En ese contexto, de anomia y de imposibilidad de discutir de manera civilizada, no asombra (en realidad confirma) que en el Congreso de la Nación se susciten insólitos pasos de comedia.

Y que las discusiones se embarullen, pierdan el hilo, resignen la coherencia, se dispersen y acaben en empellones.

Se suceden las cuestiones de privilegio.  Los epítetos reemplazan a los argumentos. Una denuncia, la del empujón, puede ser contrarrestada con otra: “El que denuncia el empujón a mí me trató de loca”.

Lo de siempre: la Biblia junto al calefón.

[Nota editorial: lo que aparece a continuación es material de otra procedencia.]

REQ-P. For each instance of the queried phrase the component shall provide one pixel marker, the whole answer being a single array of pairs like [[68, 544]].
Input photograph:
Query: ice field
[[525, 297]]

El colofón inevitable, cuando se comprueba esta sucesión de desaguisados, es enrostrarle a la clase política, de manera indiscriminada, su responsabilidad por habernos llevado a ese vodevil berreta.

Es lo que se supone que pide el sentido común promedio.

Mas no son parlamentarios quienes se reúnen a beber con la música alta a cualquier hora de la madrugada, ni los que participan de fiestas clandestinas, ni los que soplan velitas en los comités partidarios ni los que se olvidan del barbijo para asistir a los estadios.

Son los mismos argentinos, ciudadanos de a pie, dando la razón a quienes postulan que los pueblos tienen los gobiernos que se les parecen.